年末・年始にお互いに力をつくしたい二つのこと

 最後に年末・年始になりますが、われわれ議員団としてお互いに努力したいことを二点ほど申したいと思います。

論戦力をみがく努力をお互いに

 一つは、論戦力をみがく努力であります。こんどの国会で、全体としてわが議員団は大きな成果をあげたと思います。みなさんの奮闘にも、心から敬意を申し上げたいと思います。同時に、改善すべき点や、反省すべき点もあったと思います。

 やはり国民のみなさんに論戦を見ていただいて、「ああ、こういう党だったらもっと大きくしなきゃだめだな」とみなさんに思っていただけるような、そういう論戦力をみがくという点で、これはお互いに努力を重ねたい。閉会中というのは、そういう大事な期間でもありますから、このための力をつくしたいと思います。

「大運動」成功のために全党と心一つに奮闘しよう

 それからもう一点は、「大運動」の成功のために全党の同志とともに心を一つにして奮闘をしようではないかということです。「大運動」は十一月に前進の貴重な一歩を記しました。党員でも、機関紙でも大事な一歩ですが、まだこれは本当に最初の一歩です。

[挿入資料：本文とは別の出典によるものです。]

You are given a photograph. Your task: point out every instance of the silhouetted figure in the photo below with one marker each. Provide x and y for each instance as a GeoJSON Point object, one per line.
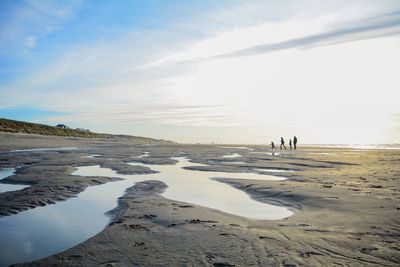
{"type": "Point", "coordinates": [282, 143]}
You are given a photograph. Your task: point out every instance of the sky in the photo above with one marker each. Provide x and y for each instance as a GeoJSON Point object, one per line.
{"type": "Point", "coordinates": [227, 71]}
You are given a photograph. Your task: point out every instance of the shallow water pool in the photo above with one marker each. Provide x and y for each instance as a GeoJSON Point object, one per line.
{"type": "Point", "coordinates": [44, 231]}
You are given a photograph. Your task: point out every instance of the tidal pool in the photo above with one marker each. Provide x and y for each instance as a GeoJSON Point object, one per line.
{"type": "Point", "coordinates": [234, 155]}
{"type": "Point", "coordinates": [4, 187]}
{"type": "Point", "coordinates": [273, 170]}
{"type": "Point", "coordinates": [44, 231]}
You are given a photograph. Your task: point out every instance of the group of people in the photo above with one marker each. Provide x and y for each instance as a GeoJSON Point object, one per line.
{"type": "Point", "coordinates": [283, 144]}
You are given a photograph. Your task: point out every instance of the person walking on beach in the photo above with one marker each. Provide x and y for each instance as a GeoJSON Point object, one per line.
{"type": "Point", "coordinates": [282, 143]}
{"type": "Point", "coordinates": [272, 146]}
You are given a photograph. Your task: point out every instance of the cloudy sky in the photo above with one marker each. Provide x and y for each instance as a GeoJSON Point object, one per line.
{"type": "Point", "coordinates": [206, 71]}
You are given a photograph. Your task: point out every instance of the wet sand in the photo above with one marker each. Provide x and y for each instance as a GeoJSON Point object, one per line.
{"type": "Point", "coordinates": [346, 203]}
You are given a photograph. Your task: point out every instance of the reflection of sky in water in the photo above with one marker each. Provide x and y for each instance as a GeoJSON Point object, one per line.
{"type": "Point", "coordinates": [66, 148]}
{"type": "Point", "coordinates": [273, 170]}
{"type": "Point", "coordinates": [234, 155]}
{"type": "Point", "coordinates": [44, 231]}
{"type": "Point", "coordinates": [92, 156]}
{"type": "Point", "coordinates": [9, 187]}
{"type": "Point", "coordinates": [48, 230]}
{"type": "Point", "coordinates": [196, 187]}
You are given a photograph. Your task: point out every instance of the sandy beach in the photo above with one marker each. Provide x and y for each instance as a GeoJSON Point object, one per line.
{"type": "Point", "coordinates": [346, 204]}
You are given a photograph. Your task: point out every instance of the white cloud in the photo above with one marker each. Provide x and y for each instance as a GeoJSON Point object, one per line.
{"type": "Point", "coordinates": [167, 79]}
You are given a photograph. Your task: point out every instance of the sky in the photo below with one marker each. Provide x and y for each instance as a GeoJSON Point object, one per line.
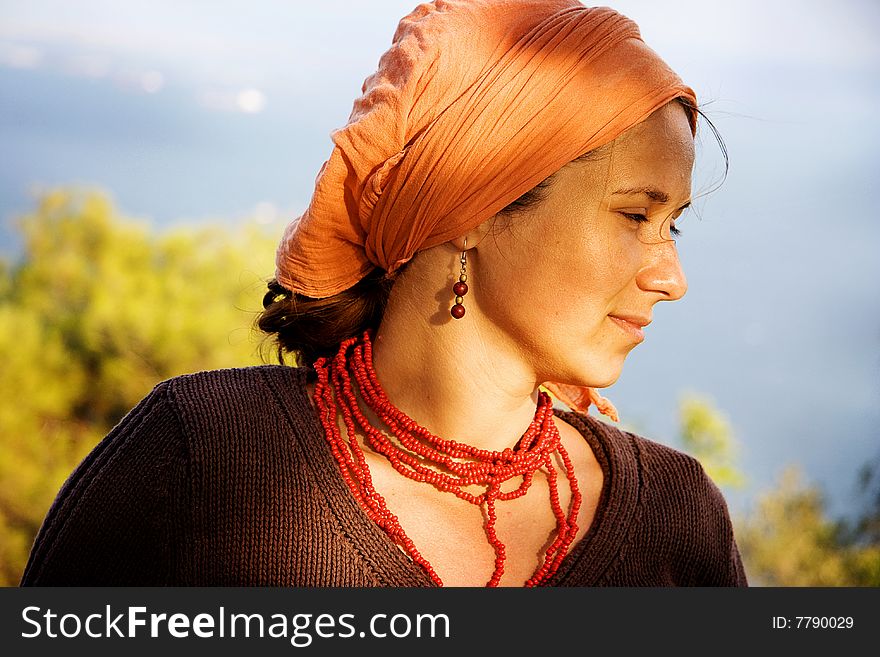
{"type": "Point", "coordinates": [222, 111]}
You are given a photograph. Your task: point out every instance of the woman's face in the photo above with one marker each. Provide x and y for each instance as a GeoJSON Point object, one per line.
{"type": "Point", "coordinates": [570, 281]}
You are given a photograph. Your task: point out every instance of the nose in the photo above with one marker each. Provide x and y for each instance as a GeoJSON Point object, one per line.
{"type": "Point", "coordinates": [663, 273]}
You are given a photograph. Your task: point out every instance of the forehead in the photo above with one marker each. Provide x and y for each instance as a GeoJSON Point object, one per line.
{"type": "Point", "coordinates": [658, 151]}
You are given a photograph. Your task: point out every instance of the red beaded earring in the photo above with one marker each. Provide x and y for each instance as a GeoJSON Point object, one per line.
{"type": "Point", "coordinates": [460, 288]}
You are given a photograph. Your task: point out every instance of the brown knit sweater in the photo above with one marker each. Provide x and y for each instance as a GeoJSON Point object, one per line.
{"type": "Point", "coordinates": [225, 478]}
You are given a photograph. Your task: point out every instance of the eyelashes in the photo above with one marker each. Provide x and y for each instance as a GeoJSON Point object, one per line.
{"type": "Point", "coordinates": [640, 218]}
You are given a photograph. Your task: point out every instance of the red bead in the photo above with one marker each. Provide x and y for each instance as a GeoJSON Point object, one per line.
{"type": "Point", "coordinates": [418, 448]}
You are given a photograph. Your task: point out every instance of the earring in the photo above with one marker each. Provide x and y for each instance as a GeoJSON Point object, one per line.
{"type": "Point", "coordinates": [460, 288]}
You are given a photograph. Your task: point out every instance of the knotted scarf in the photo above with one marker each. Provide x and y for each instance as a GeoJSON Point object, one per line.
{"type": "Point", "coordinates": [475, 103]}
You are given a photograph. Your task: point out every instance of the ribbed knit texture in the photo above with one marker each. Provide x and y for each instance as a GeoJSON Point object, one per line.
{"type": "Point", "coordinates": [224, 478]}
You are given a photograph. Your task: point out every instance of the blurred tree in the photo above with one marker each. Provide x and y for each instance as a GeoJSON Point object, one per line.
{"type": "Point", "coordinates": [789, 541]}
{"type": "Point", "coordinates": [706, 435]}
{"type": "Point", "coordinates": [95, 312]}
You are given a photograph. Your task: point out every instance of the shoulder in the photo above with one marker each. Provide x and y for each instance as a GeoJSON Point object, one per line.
{"type": "Point", "coordinates": [659, 467]}
{"type": "Point", "coordinates": [676, 519]}
{"type": "Point", "coordinates": [217, 400]}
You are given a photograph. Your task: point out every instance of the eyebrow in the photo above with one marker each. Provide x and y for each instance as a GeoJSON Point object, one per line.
{"type": "Point", "coordinates": [651, 192]}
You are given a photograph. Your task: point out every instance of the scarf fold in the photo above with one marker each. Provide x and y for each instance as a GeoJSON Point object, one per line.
{"type": "Point", "coordinates": [475, 103]}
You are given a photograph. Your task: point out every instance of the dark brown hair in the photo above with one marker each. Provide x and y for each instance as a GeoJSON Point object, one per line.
{"type": "Point", "coordinates": [309, 328]}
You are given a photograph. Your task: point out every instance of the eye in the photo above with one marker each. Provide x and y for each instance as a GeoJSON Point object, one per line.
{"type": "Point", "coordinates": [641, 218]}
{"type": "Point", "coordinates": [635, 217]}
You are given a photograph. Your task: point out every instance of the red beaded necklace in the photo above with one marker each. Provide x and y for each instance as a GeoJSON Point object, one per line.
{"type": "Point", "coordinates": [465, 465]}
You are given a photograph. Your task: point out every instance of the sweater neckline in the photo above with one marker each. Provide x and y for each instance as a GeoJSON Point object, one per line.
{"type": "Point", "coordinates": [584, 565]}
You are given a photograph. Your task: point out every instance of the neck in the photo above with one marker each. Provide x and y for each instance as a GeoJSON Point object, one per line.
{"type": "Point", "coordinates": [458, 378]}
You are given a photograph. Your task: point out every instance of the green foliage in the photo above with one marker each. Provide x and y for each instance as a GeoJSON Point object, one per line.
{"type": "Point", "coordinates": [706, 435]}
{"type": "Point", "coordinates": [94, 314]}
{"type": "Point", "coordinates": [789, 541]}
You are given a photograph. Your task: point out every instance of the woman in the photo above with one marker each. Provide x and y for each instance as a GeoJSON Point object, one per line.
{"type": "Point", "coordinates": [498, 214]}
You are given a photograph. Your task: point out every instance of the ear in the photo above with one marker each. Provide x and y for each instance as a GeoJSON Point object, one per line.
{"type": "Point", "coordinates": [474, 236]}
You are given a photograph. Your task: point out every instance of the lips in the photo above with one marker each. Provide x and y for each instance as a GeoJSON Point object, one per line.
{"type": "Point", "coordinates": [632, 325]}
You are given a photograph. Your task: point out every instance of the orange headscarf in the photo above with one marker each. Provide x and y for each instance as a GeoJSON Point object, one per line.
{"type": "Point", "coordinates": [475, 103]}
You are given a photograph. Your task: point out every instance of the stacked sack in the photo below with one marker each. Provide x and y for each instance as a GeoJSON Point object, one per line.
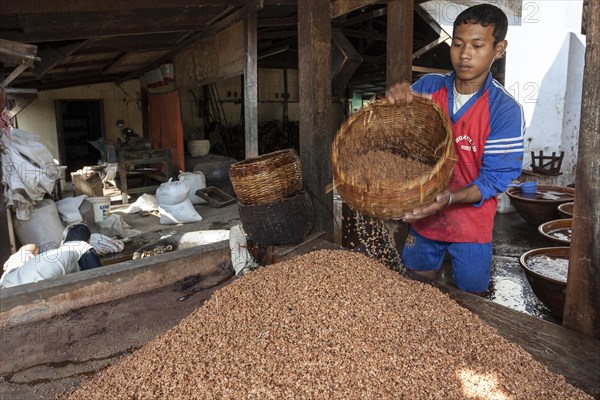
{"type": "Point", "coordinates": [174, 204]}
{"type": "Point", "coordinates": [273, 208]}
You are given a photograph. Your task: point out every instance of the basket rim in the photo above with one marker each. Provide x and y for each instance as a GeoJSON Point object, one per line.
{"type": "Point", "coordinates": [448, 154]}
{"type": "Point", "coordinates": [264, 157]}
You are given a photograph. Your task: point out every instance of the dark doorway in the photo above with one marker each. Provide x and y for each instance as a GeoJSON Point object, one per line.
{"type": "Point", "coordinates": [79, 121]}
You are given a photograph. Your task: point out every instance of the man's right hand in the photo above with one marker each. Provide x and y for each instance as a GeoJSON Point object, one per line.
{"type": "Point", "coordinates": [400, 94]}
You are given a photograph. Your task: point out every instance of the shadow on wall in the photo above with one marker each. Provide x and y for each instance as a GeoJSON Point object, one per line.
{"type": "Point", "coordinates": [554, 125]}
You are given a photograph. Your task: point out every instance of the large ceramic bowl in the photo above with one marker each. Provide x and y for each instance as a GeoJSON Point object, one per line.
{"type": "Point", "coordinates": [558, 230]}
{"type": "Point", "coordinates": [542, 279]}
{"type": "Point", "coordinates": [540, 207]}
{"type": "Point", "coordinates": [566, 209]}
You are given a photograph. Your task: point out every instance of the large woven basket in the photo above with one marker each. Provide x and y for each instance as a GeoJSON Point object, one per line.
{"type": "Point", "coordinates": [285, 222]}
{"type": "Point", "coordinates": [376, 149]}
{"type": "Point", "coordinates": [267, 178]}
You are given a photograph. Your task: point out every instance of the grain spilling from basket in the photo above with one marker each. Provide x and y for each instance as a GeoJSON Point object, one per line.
{"type": "Point", "coordinates": [387, 160]}
{"type": "Point", "coordinates": [332, 325]}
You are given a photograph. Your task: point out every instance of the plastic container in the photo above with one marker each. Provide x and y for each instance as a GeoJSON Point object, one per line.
{"type": "Point", "coordinates": [526, 187]}
{"type": "Point", "coordinates": [101, 206]}
{"type": "Point", "coordinates": [197, 181]}
{"type": "Point", "coordinates": [504, 206]}
{"type": "Point", "coordinates": [198, 148]}
{"type": "Point", "coordinates": [44, 227]}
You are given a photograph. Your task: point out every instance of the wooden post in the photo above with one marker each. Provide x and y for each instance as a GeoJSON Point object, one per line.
{"type": "Point", "coordinates": [582, 303]}
{"type": "Point", "coordinates": [399, 41]}
{"type": "Point", "coordinates": [251, 87]}
{"type": "Point", "coordinates": [316, 133]}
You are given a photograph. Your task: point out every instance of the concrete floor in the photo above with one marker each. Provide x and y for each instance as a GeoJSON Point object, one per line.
{"type": "Point", "coordinates": [46, 357]}
{"type": "Point", "coordinates": [512, 237]}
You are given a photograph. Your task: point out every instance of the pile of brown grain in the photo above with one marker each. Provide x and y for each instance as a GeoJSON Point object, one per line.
{"type": "Point", "coordinates": [330, 325]}
{"type": "Point", "coordinates": [381, 166]}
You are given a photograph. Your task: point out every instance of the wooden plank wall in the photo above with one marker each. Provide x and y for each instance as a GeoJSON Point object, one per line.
{"type": "Point", "coordinates": [316, 131]}
{"type": "Point", "coordinates": [399, 43]}
{"type": "Point", "coordinates": [582, 304]}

 十一月末に全国都道府県委員長会議を開きました。ここでは非常に多面的な経験交流がされ、奮闘いかんではこの「大運動」を成功させることができる、前進ができるという可能性がいきいきと実証される会議となり、その成果を生かした奮闘が十二月に広がっています。

 ぜひ、この運動を十二月、一月とまさに全党運動にしていく、末広がりの運動にしていく、そのために、中央と地方が双方向で学びあって、また励ましあってこの大事業を成功させていく必要があると思います。この点でも、われわれ国会議員団が、全党の先頭に立って奮闘しようではないか、そして、来年を新たな躍進の上げ潮にむかう年にしようではないかということを最後に誓い合って、ごあいさつといたします。(拍手)

 日本共産党の志位和夫委員長が、七日の議員団総会で行ったあいさつ(大要)は次のとおりです。